Zucchini Banana Muffins
These Paleo Zucchini Banana Muffins are packed with lots of shredded zucchini and chunks of banana. They are a great make ahead breakfast you can enjoy for quick and easy breakfast on the go throughout the week. They will last for up to 5 days in the fridge. They are Paleo, Grain Free, Gluten Free, Dairy Free, Refined Sugar Free and Specific Carbohydrate Diet Legal.
I have been getting so many requests for more zucchini recipes, so ask and you shall receive! I absolutely LOVE the flavour of these Zucchini Banana Muffins. They have a light and moist texture with chunks of banana, shredded zucchini and crunchy walnuts. These are great for meal prep for a busy week ahead, make a batch on Sunday and enjoy them for quick and easy breakfasts on the go or a light snack.
Tips for Making These Zucchini Banana Muffins:
- Drain the zucchini: Squeeze, squeeze, squeeze all of the excess moisture out of the shredded zucchini
- Don’t overmix the batter: almond flour is an oily flour so the more you mix, the more oil that is released into the batter which will result in dense oily muffins.
- Oil the muffin cups: if not using muffin liners, be sure to oil the muffin tray well with melted coconut oil so the muffins don’t stick.
- Cover the muffins while baking: depending on your oven, the muffins brown quickly while baking. Cover them with a sheet of aluminum foil to prevent the tops burning while the center of the muffins is undercooked.
- Allow them to cool: Once the muffins are done baking, allow them to cool on the countertop for 10 minutes before trying to remove them from the muffin tray.
- Storage: these muffins are best stored in an airtight container in the fridge for up to 5 days. This will ensure they stay moist and don’t dry out. They can also be frozen for up to 3 months.

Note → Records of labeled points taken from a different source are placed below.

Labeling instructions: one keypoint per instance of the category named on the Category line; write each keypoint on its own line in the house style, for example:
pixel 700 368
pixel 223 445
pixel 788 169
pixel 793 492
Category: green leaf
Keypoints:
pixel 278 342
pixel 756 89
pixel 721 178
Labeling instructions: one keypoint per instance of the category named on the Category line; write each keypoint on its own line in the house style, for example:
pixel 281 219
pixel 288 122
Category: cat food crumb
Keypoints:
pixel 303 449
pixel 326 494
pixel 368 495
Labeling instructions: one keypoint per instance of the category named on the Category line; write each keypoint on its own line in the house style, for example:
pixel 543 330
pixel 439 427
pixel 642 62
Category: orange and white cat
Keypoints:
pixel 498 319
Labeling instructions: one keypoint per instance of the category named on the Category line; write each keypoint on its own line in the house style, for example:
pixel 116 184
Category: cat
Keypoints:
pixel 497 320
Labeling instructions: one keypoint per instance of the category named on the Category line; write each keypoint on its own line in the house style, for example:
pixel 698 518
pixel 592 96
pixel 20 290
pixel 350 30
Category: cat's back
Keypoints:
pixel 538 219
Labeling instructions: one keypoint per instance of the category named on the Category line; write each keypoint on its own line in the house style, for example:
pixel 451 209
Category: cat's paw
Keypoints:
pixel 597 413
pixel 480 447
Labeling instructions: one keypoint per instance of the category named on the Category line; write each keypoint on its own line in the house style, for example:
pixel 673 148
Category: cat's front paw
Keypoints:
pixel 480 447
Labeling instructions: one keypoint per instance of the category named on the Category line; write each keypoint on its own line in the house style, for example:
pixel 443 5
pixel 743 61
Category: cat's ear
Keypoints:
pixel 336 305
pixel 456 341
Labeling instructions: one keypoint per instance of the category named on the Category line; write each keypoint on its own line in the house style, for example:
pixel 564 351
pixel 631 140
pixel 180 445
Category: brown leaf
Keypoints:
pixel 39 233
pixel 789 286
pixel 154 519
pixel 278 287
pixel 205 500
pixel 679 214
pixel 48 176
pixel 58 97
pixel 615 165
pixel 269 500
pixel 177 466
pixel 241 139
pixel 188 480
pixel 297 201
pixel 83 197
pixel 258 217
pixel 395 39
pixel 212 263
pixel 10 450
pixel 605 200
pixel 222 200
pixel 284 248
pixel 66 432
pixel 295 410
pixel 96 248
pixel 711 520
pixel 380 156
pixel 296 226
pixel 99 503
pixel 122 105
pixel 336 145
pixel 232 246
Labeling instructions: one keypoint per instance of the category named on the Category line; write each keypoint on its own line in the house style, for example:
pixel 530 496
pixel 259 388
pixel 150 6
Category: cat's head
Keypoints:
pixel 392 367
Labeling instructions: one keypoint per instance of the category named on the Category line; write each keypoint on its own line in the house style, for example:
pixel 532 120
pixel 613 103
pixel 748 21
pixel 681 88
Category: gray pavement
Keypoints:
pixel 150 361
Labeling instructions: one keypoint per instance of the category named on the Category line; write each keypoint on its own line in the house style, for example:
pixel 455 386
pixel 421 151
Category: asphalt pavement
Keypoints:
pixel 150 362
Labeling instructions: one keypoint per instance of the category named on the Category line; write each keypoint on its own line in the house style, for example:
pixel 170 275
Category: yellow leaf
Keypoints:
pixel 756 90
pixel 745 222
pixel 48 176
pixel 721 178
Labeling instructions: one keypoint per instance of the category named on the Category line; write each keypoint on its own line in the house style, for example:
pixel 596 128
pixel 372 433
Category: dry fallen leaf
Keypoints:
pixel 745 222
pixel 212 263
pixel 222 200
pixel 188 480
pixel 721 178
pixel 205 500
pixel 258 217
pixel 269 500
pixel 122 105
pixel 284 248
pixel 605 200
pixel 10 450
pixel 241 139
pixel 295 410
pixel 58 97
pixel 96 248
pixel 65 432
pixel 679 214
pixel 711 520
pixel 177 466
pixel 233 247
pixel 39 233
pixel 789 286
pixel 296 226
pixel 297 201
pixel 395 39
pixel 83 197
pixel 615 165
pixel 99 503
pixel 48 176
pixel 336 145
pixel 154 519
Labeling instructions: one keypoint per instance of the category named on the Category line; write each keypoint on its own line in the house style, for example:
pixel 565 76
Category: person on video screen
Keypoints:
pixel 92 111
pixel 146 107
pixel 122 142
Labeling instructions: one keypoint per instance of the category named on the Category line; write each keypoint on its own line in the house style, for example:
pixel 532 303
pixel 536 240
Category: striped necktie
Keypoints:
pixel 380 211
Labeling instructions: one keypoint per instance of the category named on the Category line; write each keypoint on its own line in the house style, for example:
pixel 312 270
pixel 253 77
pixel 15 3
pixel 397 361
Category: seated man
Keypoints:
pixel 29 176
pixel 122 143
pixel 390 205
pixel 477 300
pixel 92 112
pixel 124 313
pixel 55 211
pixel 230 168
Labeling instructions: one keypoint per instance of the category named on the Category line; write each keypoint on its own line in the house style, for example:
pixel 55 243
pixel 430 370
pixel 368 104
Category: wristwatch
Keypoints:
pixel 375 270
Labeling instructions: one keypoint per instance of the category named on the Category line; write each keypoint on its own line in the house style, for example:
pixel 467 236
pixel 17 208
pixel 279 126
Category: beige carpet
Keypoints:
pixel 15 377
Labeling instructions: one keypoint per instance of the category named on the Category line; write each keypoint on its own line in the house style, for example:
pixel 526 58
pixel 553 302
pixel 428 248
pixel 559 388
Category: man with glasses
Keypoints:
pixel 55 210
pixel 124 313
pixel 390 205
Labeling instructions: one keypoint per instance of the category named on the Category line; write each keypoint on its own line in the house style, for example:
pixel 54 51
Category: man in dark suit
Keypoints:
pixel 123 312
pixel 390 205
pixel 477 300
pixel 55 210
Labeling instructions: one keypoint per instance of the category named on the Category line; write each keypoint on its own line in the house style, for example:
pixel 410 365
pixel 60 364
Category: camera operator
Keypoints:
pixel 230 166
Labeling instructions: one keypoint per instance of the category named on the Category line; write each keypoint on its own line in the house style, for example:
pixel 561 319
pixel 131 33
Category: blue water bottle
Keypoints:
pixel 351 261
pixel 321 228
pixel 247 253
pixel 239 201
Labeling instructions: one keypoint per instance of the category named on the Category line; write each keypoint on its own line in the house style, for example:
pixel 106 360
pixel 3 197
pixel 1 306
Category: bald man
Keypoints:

Here are a few more muffin recipes that you might enjoy:
- Zucchini, Lemon & Poppy Seed Muffins
- Chunky Monkey Muffins
- Lemon Blueberry Muffins
- Apple Cinnamon Muffins
- Rhubarb & Orange Muffins
- Cranberry, Orange & Pecan Muffins
If you make this recipe let me know in the comment section below, I would love to hear what you think or take a photo and tag me (@everylastbite_) on Instagram, I love seeing your photos!
Zucchini Banana Muffins
- Preheat the oven to 350 degrees Fahrenheit (175 degrees Celsius) and line a muffin tray with liners
- Using a cheese grater, grate the zucchini. Place the grated zucchini between paper towel and squeeze firmly to remove as much water as possible.
- In the bowl of an electric mixer combine the banana, eggs, vanilla and honey and mix until the banana is beaten into a smooth consistency.
- Add in the baking soda, cinnamon, almond flour, coconut flour and salt and mix until well combined. Finally add in the grated zucchini and chopped walnuts.
- Divide the batter between 9-10 muffin cups, and be sure to fill them right to the top as the muffins will not rise when baked. Bake in the oven for 25 minutes until a toothpick inserted in the center comes out clean. If the tops of the muffins begin to brown too quickly while baking, place a piece of tin foil overtop. Store in an airtight container.